[lxc-devel] [RFC PATCH 11/11] loop: Allow priveleged operations for root in the namespace which owns a device

Tue May 27 07:16:26 UTC 2014

On Mon, May 26, 2014 at 10:39:22PM -0400, Michael H. Warfield wrote:
> On Tue, 2014-05-27 at 03:36 +0200, Serge E. Hallyn wrote:
> > Quoting Michael H. Warfield (mhw at WittsEnd.com):
> > > On Mon, 2014-05-26 at 11:16 +0200, Seth Forshee wrote:
> > > > On Fri, May 23, 2014 at 08:48:25AM +0300, Marian Marinov wrote:
> > > > > -----BEGIN PGP SIGNED MESSAGE-----
> > > > > Hash: SHA1
> > > > > 
> > > > > One question about this patch.
> > > > > 
> > > > > Why don't you use the devices cgroup check if the root user in that namespace is allowed to use this device?
> > > > > 
> > > > > This way you can be sure that the root in that namespace can not access devices to which the host system did not gave
> > > > > him access to.
> > > 
> > > > That might be possible, but I don't want to require something on the
> > > > host to whitelist the device for the container. Then loop would need to
> > > > automatically add the device to devices.allow, which doesn't seem
> > > > desirable to me. But I'm not entirely opposed to the idea if others
> > > > think this is a better way to go.
> > > 
> > > I don't see any safe way to avoid it.  The host has to be in control of
> > > what devices can and can not be accessed by the container.
> 
> > Disagree.  loop%d is meaningless until it is attached to a file.  So
> > whether a container can use loop2 vs loop9 is meaningless.  The point
> > of Seth's loopfs as I understood it is that the container simply gets a
> > unique (not visible to host or any other containers) set of loop devices
> > which it can attach to files which it owns.  So long as the host can't
> > see the container's loop devices (i.e. so it unwittently mounts it when
> > looking for a particular UUID for /var), it won't get fooled by them.
> 
> > So in this case *if* we can do it, a purely namespaced approach - meaning
> > that we restrict visibility of a particular loopdev to one container - is
> > perfect.  
> 
> And in that "*if" is a cloud that says "then a miracle occurs" and that
> miracle needs a lot more detail.  How that translates into what is and
> is not visible and what can be mimiced in a container becomes important
> (to say nothing of notifying its udev).  I think this loopfs thing is
> the answer for the loop device case, we just need to clear up those
> details and exorcise the devils we find in them.  The loop devices are
> unique while they strangely seem to work with minimal leakage already
> (all meta data at this time).
> 
> Seth remarked that, maybe, he's not paranoid enough.  You know that I'm
> a well trained professional paranoid and I accept if people think I'm
> overly paranoid (is that even possible?).  Even paranoids have enemies
> and just because you're paranoid it doesn't mean they're not out to get
> you.  While I admit that total isolation is virtually (excuse the pun)
> impossible that doesn't mean I don't strive to maximize the isolation
> and analyze the possibilities and consequences of compromise.
> 
> As I stated, "I don't see any way to avoid it".  I would love to be
> proven wrong.  It would permit my life to be so much more easy.  But how
> can we allow this without the host in control of it and directing things
> to the containers?  A container may request something and the host can
> grant it but the container should not be capable of demanding a device
> over and above the control of the host.  How do we define the rules that
> say what a container can do and what it cannot do without it involving
> knowledge in the host (whitelisting as Seth call's it) of what is and is
> not allowed in the container?

I need to post some code so we have something concrete to discuss, just
haven't gotten to it yet due to travel and meetings. I'll try to work
the code into something presentable and send it out later today.

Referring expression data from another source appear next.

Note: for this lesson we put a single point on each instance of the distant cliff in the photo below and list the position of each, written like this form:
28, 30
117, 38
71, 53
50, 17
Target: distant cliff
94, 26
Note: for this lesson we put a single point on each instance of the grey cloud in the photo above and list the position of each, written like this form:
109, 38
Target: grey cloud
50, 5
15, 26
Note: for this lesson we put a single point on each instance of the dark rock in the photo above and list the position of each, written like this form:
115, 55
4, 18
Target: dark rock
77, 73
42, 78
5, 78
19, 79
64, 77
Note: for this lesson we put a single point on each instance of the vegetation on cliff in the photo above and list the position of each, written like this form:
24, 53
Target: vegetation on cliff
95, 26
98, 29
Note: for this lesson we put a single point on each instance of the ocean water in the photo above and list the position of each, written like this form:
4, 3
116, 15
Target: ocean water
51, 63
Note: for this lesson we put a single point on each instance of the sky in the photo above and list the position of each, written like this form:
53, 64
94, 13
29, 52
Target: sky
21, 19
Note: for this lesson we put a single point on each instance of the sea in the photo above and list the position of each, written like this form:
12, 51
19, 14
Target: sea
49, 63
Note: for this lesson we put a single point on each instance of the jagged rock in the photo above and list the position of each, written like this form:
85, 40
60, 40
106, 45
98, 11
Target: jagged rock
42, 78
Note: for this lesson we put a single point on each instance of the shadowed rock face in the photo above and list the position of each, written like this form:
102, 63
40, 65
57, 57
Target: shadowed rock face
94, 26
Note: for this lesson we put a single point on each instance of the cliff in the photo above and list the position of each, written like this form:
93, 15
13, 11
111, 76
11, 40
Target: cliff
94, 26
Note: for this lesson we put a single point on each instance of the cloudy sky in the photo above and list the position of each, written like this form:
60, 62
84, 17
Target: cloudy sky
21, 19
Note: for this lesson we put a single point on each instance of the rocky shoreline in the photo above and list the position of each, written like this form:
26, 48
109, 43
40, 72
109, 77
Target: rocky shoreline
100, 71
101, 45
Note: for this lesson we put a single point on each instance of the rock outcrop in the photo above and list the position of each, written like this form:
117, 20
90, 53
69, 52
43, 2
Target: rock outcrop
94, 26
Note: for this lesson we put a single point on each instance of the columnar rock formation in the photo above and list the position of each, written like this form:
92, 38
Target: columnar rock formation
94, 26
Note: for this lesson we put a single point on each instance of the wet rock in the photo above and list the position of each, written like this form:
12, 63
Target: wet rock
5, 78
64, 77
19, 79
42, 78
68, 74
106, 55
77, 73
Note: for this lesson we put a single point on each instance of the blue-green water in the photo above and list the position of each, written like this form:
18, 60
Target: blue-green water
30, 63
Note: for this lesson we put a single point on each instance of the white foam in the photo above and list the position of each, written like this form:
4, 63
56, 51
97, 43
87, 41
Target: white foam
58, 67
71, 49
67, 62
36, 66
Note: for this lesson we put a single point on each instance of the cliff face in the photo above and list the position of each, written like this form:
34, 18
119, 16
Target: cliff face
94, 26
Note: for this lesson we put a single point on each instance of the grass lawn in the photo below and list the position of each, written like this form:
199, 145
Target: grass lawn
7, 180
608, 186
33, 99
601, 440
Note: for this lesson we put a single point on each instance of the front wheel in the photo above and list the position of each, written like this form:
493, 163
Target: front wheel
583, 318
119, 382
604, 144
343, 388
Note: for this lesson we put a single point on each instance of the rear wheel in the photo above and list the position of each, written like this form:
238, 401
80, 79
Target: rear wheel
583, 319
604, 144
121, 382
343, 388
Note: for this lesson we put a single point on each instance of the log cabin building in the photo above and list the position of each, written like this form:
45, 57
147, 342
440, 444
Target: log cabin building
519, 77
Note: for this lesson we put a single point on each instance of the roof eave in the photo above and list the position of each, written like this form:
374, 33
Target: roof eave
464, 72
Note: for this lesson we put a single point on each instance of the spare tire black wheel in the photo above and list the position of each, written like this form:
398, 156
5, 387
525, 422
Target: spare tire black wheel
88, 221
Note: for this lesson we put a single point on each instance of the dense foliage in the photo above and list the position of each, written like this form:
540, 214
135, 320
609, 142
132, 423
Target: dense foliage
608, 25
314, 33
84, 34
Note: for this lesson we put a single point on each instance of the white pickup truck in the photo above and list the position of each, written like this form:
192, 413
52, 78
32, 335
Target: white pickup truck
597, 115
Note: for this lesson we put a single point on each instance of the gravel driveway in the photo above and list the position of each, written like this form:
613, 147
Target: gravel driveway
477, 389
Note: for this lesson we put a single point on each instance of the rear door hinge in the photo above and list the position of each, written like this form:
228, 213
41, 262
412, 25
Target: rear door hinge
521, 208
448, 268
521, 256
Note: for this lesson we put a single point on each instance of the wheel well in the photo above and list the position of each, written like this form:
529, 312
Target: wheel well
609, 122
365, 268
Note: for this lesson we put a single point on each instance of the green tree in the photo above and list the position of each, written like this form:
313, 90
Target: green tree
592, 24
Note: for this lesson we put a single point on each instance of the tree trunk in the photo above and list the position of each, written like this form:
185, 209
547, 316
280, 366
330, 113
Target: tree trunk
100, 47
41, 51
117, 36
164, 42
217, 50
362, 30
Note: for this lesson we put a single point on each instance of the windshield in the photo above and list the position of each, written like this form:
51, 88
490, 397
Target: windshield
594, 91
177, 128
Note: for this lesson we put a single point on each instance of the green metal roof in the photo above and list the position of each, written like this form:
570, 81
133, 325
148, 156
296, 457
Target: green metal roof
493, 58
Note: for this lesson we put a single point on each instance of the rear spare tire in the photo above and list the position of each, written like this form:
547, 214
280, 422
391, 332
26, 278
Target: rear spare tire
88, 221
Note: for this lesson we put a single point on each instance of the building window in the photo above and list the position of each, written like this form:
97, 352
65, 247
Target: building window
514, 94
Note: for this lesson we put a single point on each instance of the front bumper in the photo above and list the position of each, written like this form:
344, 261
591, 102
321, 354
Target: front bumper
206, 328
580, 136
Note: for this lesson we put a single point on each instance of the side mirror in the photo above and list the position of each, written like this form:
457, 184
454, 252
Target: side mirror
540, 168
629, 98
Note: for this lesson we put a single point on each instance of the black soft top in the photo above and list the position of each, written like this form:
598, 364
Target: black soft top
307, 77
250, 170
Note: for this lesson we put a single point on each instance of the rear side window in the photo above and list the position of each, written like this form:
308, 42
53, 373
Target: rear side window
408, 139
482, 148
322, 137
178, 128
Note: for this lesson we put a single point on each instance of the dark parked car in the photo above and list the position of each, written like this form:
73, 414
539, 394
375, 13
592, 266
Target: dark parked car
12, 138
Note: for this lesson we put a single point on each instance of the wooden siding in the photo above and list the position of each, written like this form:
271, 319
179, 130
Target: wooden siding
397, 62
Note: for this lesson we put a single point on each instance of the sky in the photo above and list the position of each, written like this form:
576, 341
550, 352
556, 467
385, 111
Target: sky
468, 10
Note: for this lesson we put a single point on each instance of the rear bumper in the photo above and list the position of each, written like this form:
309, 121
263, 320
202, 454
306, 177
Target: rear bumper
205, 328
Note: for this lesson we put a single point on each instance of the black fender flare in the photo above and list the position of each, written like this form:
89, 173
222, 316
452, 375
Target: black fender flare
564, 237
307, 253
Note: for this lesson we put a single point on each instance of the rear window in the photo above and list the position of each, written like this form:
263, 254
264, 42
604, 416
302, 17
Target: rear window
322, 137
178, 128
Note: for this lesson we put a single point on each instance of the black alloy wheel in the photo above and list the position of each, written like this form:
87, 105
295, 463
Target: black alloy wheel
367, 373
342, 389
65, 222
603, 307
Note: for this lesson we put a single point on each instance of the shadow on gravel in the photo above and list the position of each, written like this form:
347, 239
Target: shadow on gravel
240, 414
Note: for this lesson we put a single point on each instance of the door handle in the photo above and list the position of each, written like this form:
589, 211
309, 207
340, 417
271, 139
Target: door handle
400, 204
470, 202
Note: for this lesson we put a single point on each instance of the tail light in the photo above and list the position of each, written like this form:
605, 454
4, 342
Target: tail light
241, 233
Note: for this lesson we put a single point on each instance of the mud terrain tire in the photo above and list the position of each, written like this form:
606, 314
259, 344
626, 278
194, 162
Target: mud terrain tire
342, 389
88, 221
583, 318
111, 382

But in loopfs the kernel would ultimately controls directing loop devs
to containers based on the mount. A container can request a free loop
device via loop-control, and one gets assigned to that mount. Userspace
can ask for a specific loop device number, but if that device is
associated with a different mount that will fail, so the container can't
gain access to another context's loop device. The container has access
to only its loop devices by virtue of not having device nodes for any
other devices.

> We already have the problem that the container devices.allow and
> devices.deny are major and minor based, which we know is fundamentally
> flawed in a udev environment.  We specify major:minor in the
> configuration files as if they are cast in cement (which they are in all
> common cases) but they are not in the general case.  Greg K-H hammers on
> this frequently.
> 
> The loop devices are unique and deserve a unique solution, I'll agree.
> But I'm also comfortable that the host should have rules and procedures
> to whitelist hard devices and loop devices and manage their transfer
> and/or sharing into the containers.

I'm aiming for being able to use the same tools to manage loop device in
a container as on the host. If the whole thing needs to be managed by a
process on the host then I suspect we need something more like
intercepting ioctls on loop-control within the container so the manager
can handle them.